Omar Guadarrama schiebt derweil Pappklötze über den Bühnenboden, mal strukturiert, mal hilflos wütend. Kieselsand läuft heraus. Mal sind sie Mauer, mal Brücke, mal hält er zwei vor sein Gesicht, auf denen Köpfe skizziert sind – Mutter und Vater, Vorfahren, die ganze Geschichte in einem schemenhaften Bild. Guadarrama deutet an, belässt es bei Anspielungen, übersetzt nicht jeden spanischen Text ins Deutsche. Und doch zeigt er sich persönlich. „Ich bin Omar“, sagt er, bestimmt, selbstbewusst, deklamierend. Ein Foto seiner Eltern ist an die Wand geworfen, ein Blick ins Wohnzimmer, auf den bequemen Sessel. Im Vordergrund bewegen sich Kinderbilder Omars. Erst das Kind, dann der Erwachsene schauen direkt in die Kamera. Worüber die Eltern sprechen, bleibt unübersetzt (für mich also leider unverständlich). Trotzdem ist die projizierte Situation eine berührend intime.

CONQUISTA 21 / Omar Guadarrama

© Sarah Rauch

„Was habe ich falsch gemacht?“ Guadarrama richtet seine Frage an sich selbst. „Alles und nichts… Es war unvermeidlich.“ Später schlägt er auf seine Schuhe ein, klebt die gemalten Umrisse Mexikos an die Wand, ein (mit Farbe) beflecktes Land, er hebt die Waffe in die Höhe, zündet einen Feuerkreis an. „Es gibt nichts zu beklagen… Mexiko wird weiterleuchten, bis die Götter die Augen schließen… Unsere Tempel sind Staub. Aber unsere Kinder leben…“ – die eingesprochenen Sätze sind schwer, auch pathetisch, hängen nach, Klötze am Bein der Menschheit.
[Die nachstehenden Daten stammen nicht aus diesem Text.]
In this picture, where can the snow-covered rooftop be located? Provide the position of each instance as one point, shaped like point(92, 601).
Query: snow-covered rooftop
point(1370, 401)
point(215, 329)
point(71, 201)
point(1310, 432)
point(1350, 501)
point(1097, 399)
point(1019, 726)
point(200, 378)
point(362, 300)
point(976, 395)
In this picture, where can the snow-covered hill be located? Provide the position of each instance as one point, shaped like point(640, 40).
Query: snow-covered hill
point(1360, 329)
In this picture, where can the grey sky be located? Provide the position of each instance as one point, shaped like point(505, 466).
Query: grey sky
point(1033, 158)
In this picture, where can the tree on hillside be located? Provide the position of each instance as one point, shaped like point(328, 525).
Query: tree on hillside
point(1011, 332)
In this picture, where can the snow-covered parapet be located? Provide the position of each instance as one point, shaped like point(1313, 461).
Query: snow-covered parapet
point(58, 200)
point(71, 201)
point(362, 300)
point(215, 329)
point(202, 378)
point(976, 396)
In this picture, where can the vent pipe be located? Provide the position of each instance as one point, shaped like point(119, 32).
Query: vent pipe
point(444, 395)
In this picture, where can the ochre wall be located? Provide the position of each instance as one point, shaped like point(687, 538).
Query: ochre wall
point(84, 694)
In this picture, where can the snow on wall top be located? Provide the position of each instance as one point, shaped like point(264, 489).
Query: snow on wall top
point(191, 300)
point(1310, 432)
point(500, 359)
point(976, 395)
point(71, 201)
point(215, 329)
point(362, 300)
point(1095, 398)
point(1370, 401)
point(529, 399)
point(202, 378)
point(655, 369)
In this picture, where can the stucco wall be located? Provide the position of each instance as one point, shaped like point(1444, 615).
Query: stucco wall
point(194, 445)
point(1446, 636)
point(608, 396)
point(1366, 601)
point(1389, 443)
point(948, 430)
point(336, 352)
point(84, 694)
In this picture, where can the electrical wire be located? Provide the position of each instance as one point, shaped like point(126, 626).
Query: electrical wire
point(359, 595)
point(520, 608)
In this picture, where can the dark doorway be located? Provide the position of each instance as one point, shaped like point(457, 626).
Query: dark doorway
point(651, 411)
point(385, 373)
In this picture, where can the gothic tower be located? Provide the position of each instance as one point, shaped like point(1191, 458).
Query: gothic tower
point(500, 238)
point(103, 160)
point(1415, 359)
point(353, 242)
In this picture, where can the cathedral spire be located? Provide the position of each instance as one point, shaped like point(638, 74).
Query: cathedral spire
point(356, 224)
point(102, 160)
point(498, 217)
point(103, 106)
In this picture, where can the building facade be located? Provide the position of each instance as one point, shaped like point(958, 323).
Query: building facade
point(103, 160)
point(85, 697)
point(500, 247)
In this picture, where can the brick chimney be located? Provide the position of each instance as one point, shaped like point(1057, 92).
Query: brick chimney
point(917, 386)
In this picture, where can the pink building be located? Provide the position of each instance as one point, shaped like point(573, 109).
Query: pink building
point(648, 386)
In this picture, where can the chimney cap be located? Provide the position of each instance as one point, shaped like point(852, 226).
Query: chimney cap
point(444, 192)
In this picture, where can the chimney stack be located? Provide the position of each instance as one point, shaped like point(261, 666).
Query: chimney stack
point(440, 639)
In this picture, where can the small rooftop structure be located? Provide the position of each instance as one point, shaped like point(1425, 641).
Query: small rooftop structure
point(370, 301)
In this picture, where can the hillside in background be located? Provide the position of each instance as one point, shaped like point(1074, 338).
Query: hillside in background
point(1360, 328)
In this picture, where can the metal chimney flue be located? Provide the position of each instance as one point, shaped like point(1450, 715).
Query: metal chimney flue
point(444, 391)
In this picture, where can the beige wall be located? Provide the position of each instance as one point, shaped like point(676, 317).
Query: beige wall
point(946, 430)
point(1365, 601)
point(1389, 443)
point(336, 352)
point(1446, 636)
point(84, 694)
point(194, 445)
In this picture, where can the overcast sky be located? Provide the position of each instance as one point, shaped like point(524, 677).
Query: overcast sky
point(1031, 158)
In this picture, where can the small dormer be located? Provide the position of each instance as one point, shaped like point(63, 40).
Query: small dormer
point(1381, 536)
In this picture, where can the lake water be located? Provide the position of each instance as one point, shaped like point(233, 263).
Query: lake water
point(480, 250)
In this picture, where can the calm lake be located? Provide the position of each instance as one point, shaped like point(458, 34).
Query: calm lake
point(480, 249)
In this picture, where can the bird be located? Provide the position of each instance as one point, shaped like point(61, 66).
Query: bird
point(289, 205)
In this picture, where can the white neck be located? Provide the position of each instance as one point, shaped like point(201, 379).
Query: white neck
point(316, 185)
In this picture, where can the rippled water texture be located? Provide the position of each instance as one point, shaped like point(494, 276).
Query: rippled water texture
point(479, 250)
Und immer wieder taucht der Begriff Schicksal auf. Nicht den Tod fürchte er, sondern das Schicksal. Für Nicht-Spanisch-Sprechende und für ein Publikum, das sich in der mexikanischen Geschichte nicht entsprechend auskennt, bleibt vieles an diesem Abend im Vagen, im Unklaren. Aber ein Gefühl vermittelt sich: Omar Guadarrama ist ein Zerrissener, ein Geworfener, auch ein Getriebener. Geschichte geben wir weiter, tragen wir immer mit, auch unfreiwillig. Die Performance liegt in Fetzen vor uns, ein Flickenteppich aus Erinnerungen, Bildern, Symbolen, Gefühlen, Körper und Sound. Ein Menschenleben eben.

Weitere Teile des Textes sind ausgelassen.